LOS ANGELES – A Mexican Mafia associate who ordered murders and assaults in Orange County’s jail system on the prison gang’s behalf was sentenced today to 210 months in federal prison for his racketeering conspiracy conviction.
Ramon Alvarez, 45, of Santa Ana, was sentenced by United States District Judge R. Gary Klausner. Alvarez pleaded guilty in June 2017 to one count of conspiracy to violate the Racketeer Influenced and Corrupt Organizations (RICO) Act.
Alvarez admitted in his plea agreement that, from October 2008 until September 2013, he agreed to assist the Mexican Mafia while he was a jail inmate. Alvarez was given the power to place fellow inmates on “hard candy” or “green light” lists, which marked other inmates for murder or assault within the Orange County jail system.
In December 2011, Alvarez authorized a co-conspirator to stab and kill a jail inmate, according to court documents. In October 2012, Alvarez identified a jail inmate victim who was cooperating with law enforcement in another inmate’s murder trial, and other Mexican Mafia associates later assaulted that inmate at the Theo Lacy Facility in Orange.
The prison gang’s Orange County faction was headed by Peter Ojeda, a longtime Mexican Mafia member who controlled Latino street gangs in Orange County for at least three decades. Ojeda was found guilty in 2016 of racketeering offenses and was sentenced to 15 years in federal prison, where he died in 2018 at the age of 76.

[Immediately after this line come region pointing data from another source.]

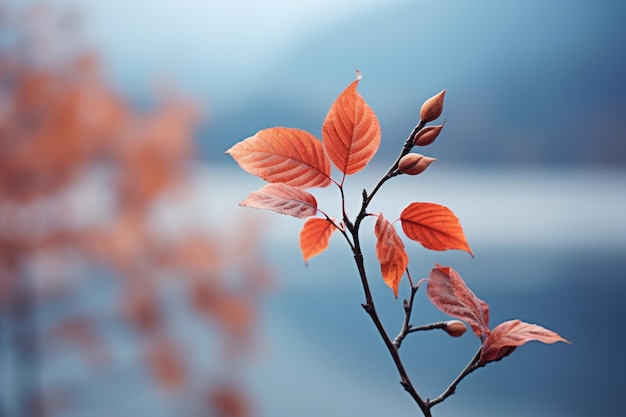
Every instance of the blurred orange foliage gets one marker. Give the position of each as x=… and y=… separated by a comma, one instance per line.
x=81, y=171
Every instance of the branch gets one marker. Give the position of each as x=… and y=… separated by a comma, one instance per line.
x=406, y=327
x=471, y=367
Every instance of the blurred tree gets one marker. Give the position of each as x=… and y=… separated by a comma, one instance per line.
x=83, y=178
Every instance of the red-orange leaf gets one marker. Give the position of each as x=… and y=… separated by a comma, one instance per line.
x=390, y=252
x=434, y=226
x=351, y=132
x=283, y=199
x=314, y=237
x=513, y=333
x=282, y=154
x=448, y=292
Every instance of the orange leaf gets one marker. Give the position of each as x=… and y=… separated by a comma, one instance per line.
x=351, y=132
x=448, y=292
x=513, y=333
x=314, y=237
x=390, y=253
x=283, y=199
x=434, y=226
x=282, y=154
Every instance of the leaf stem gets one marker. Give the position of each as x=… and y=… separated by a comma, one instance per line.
x=368, y=306
x=370, y=309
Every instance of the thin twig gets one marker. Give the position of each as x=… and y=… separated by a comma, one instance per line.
x=406, y=326
x=471, y=367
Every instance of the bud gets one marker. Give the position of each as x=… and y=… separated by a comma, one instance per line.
x=432, y=108
x=455, y=328
x=427, y=135
x=414, y=163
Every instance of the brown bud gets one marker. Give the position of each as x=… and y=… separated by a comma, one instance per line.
x=432, y=108
x=455, y=328
x=427, y=135
x=414, y=163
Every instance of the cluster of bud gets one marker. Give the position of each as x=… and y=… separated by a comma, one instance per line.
x=414, y=163
x=432, y=108
x=455, y=328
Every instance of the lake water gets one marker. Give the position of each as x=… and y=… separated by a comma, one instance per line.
x=550, y=248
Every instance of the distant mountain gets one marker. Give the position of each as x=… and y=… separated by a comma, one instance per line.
x=528, y=82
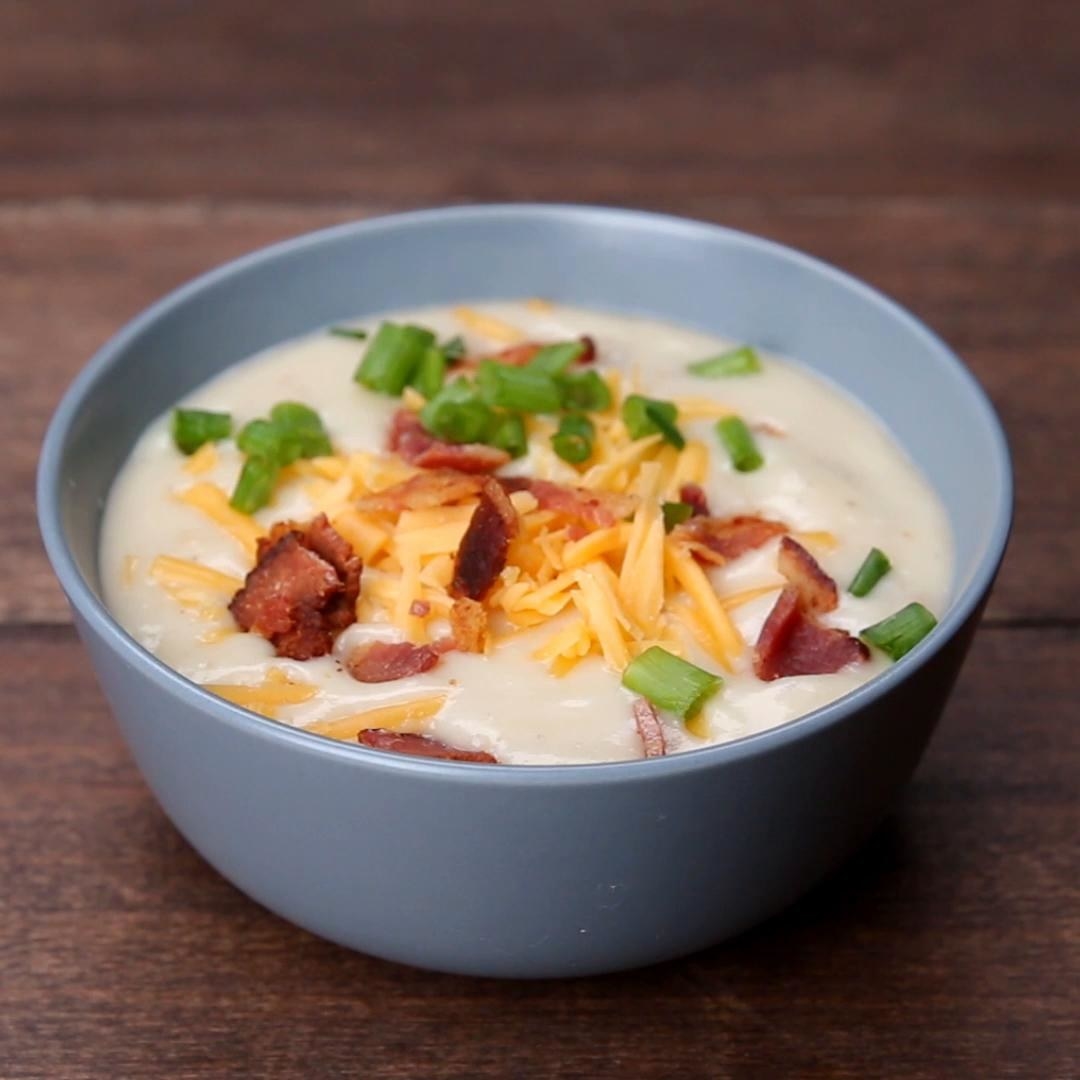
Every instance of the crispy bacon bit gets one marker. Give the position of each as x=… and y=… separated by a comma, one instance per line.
x=794, y=643
x=817, y=589
x=649, y=728
x=482, y=554
x=469, y=625
x=407, y=742
x=417, y=445
x=440, y=487
x=302, y=590
x=594, y=510
x=387, y=661
x=694, y=497
x=721, y=539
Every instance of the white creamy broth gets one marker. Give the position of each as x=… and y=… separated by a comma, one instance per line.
x=831, y=467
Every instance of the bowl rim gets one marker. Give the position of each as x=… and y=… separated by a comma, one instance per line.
x=97, y=617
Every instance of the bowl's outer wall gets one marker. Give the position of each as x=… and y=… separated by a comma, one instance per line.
x=532, y=877
x=530, y=881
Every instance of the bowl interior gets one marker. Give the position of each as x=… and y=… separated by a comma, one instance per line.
x=626, y=261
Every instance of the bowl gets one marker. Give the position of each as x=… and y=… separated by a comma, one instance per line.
x=528, y=871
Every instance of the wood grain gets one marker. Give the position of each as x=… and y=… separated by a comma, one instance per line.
x=929, y=148
x=76, y=272
x=117, y=939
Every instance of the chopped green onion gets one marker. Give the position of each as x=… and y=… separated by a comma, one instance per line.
x=675, y=513
x=301, y=426
x=454, y=349
x=901, y=632
x=193, y=427
x=430, y=373
x=520, y=389
x=743, y=361
x=665, y=427
x=457, y=415
x=875, y=567
x=670, y=683
x=393, y=355
x=510, y=435
x=574, y=441
x=740, y=444
x=555, y=359
x=640, y=414
x=584, y=391
x=255, y=486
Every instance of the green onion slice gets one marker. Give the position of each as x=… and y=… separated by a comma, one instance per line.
x=584, y=391
x=901, y=632
x=255, y=485
x=510, y=435
x=194, y=427
x=875, y=567
x=640, y=416
x=521, y=389
x=393, y=356
x=430, y=373
x=740, y=444
x=675, y=513
x=574, y=441
x=742, y=361
x=555, y=359
x=670, y=683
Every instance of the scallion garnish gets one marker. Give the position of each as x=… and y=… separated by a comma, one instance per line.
x=640, y=416
x=670, y=683
x=664, y=426
x=393, y=356
x=509, y=435
x=255, y=486
x=675, y=513
x=740, y=444
x=521, y=389
x=574, y=441
x=555, y=359
x=742, y=361
x=584, y=391
x=875, y=567
x=458, y=415
x=430, y=373
x=194, y=427
x=901, y=632
x=454, y=349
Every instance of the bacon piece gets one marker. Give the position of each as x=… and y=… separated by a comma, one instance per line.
x=719, y=540
x=407, y=742
x=439, y=487
x=417, y=445
x=793, y=643
x=649, y=728
x=817, y=589
x=469, y=625
x=694, y=497
x=595, y=510
x=482, y=554
x=387, y=661
x=302, y=590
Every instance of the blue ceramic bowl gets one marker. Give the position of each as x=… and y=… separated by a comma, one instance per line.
x=523, y=871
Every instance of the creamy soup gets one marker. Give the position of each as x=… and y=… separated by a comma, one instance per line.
x=575, y=602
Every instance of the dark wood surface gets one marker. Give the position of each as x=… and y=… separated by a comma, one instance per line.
x=933, y=149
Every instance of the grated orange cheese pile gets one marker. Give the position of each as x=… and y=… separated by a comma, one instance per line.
x=610, y=593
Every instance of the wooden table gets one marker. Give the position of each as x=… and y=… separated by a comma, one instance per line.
x=932, y=149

Ojeda was involved in the operation and management of the Mexican Mafia’s activities in Orange County, which included orchestrating murder schemes, extortion and narcotics trafficking. Ojeda ordered Latino street gangs in Orange County to pay “taxes” that consisted of a portion of the proceeds the gangs earned from various criminal activities, including drug trafficking. In return, gang members were permitted to exert influence over their neighborhoods and territories and seek protection or assistance from the Mexican Mafia.
Alvarez was one of 25 defendants named in a RICO indictment brought as part of Operation “Smokin’ Aces,” which was a multi-agency operation that targeted the Orange County wing of the Mexican Mafia and led to charges against more than 80 defendants in federal court. In total, prosecutors have secured 76 convictions in these cases.
The investigation was jointly conducted by special agents of the Santa Ana Gang Task Force, which consisted of agents and officers with the FBI; IRS Criminal Investigation; the Santa Ana Police Department; the Orange County Sheriff’s Department; the Bureau of Alcohol, Tobacco, Firearms and Explosives; and the California Department of Corrections and Rehabilitation-Special Service Unit.
These cases were prosecuted by Assistant United States Attorney Daniel H. Ahn of the Santa Ana Branch Office.